Libra should be banned from children’s gyms. Parents should be allowed to watch. Rules of acceptable behavior should be placed on the walls of the gym with a free line for reporting violations.
They may sound like basic precautions for children in sports, but they do not exist in Canada. Amid what Sports Minister Pascale Saint-Onge called a safe sport a “crisis”, many current and former athletes say the country is long overdue for cultural repairs.
More than 1,000 gymnasts, boxers and bobsleighs / skeletons have called for independent investigations into their sports in recent weeks, and former gymnast Amelia Klein filed a proposed group lawsuit last week against Canadian gymnastics and six provincial federations.
The plaintiffs allege abuse dating back to 1978, arguing that the organizations created a culture and environment in which abuse could occur and failed to protect athletes, most of whom were minors in their care.
St-Onge said she had received complaints of abuse and mistreatment or misuse of funds against at least eight national teams, including rugby and rowing.
The outpouring of stories sparked conversations, shared experiences and suggestions for corrections.
Ciara McCormack was the footballer who first publicly accused Canadian women’s under-20 coach Bob Biard of inappropriate behavior; he pleaded guilty in February to four sex crimes involving four different people.
She said parents “should have access to their children’s learning environments”. Few gymnastic facilities allow parents to watch.
McCormack also believes that non-disclosure agreements involving misconduct must be abolished, making it mandatory to educate athletes and parents on what abuse looks like and how to report violations.

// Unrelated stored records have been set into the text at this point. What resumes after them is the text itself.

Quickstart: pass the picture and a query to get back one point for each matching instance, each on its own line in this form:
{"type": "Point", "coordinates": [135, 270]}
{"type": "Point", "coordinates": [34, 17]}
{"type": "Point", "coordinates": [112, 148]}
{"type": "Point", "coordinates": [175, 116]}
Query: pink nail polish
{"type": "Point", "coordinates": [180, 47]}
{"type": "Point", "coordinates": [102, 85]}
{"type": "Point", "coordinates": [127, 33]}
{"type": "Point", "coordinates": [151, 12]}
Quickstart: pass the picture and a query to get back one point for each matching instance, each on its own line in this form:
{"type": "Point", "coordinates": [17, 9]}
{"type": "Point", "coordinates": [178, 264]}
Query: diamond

She also suggested an athlete-led organization with a hotline and disciplinary procedures – similar to those of teachers or practitioners – where cases of misconduct are recorded and made available.

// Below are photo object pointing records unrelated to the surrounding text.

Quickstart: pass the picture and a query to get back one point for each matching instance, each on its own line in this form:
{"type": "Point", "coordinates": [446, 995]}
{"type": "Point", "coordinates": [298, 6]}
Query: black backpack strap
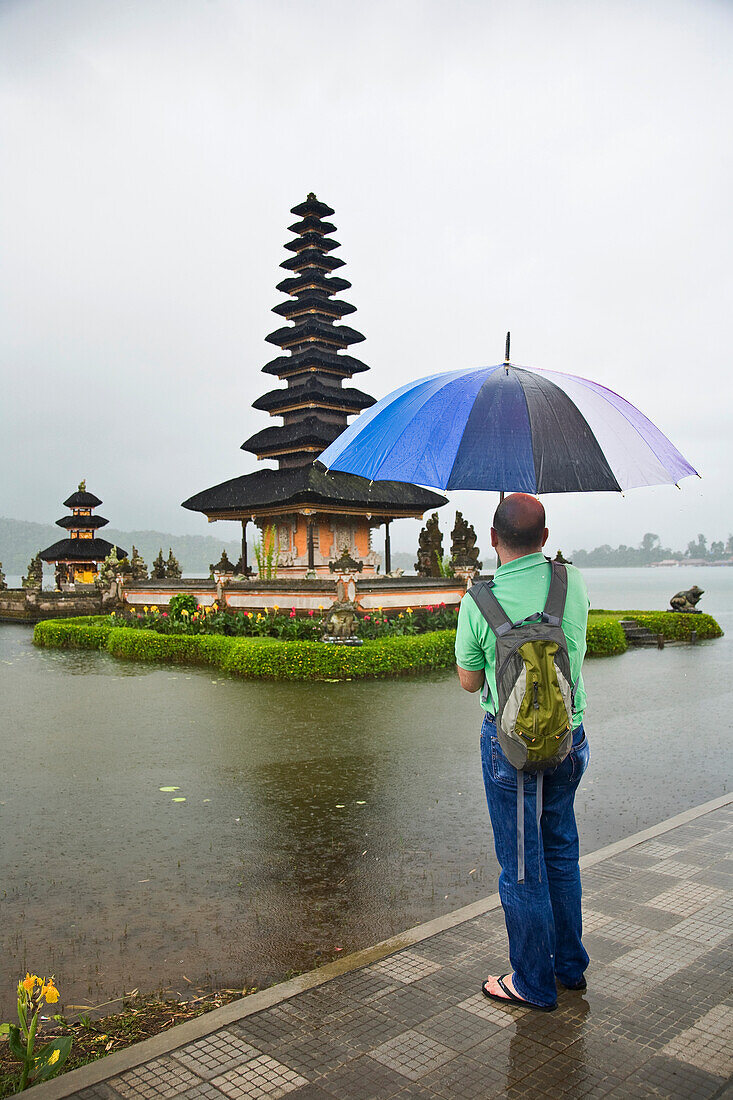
{"type": "Point", "coordinates": [490, 607]}
{"type": "Point", "coordinates": [558, 590]}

“(National Sports Organizations) have benefited from having all the power and resources, resulting in great harm and I think it is crucial that athletes get power, resources and a voice in the children’s system as a recommendation to athletes until athletes from the national team, “McCormack told The Canadian Press. “It’s been a long time.”
Kim Shore, a former gymnast and mother of a former gymnast, said she would like to see bathroom scales banned from gyms. The gymnasts said that public weigh-ins left them with serious emotional scars years later around the body image.
She also suggested a register of offenders. Several national sports organizations, including Skate Canada and Athletics Canada, have stopped coaches and athletes listed on their websites.
But there are many loopholes, including the inability to track coaches locally or even at the provincial level. Coaches who are removed or allowed to leave a club, province or national team quietly can often simply switch to another – or even another – sport.
In a 32-page class action lawsuit, Klein claims to have suffered multiple injuries during training, including back and neck injuries, and fractures to her wrist, arm, fingers and toes. She claims that her coach Vladimir Lashin strained her thigh tendon to the point where it detached from her pelvis.
Klein told the Canadian Press that BC Children’s Hospital staff knew her by name.
“It’s kind of eloquent when they say, ‘Oh, it’s you again, you’re back,'” said Klein, who left the sport at the age of 14 and is now 32.
Lashin did not respond to a request for comment. He coached the Canadian national team for the 2004 Athens Olympics. Canadian Gymnastics appointed him national coach and high-performance director of the women’s art program in 2009. He resigned in 2010.
Sports Canada announced this week that its new office of the Commissioner for Sports Integrity (OSIC) will be operational from 20 June. The Office will receive and review individual complaints of violations of the University’s Code of Conduct for the Prevention and Management of Harassment in Sport.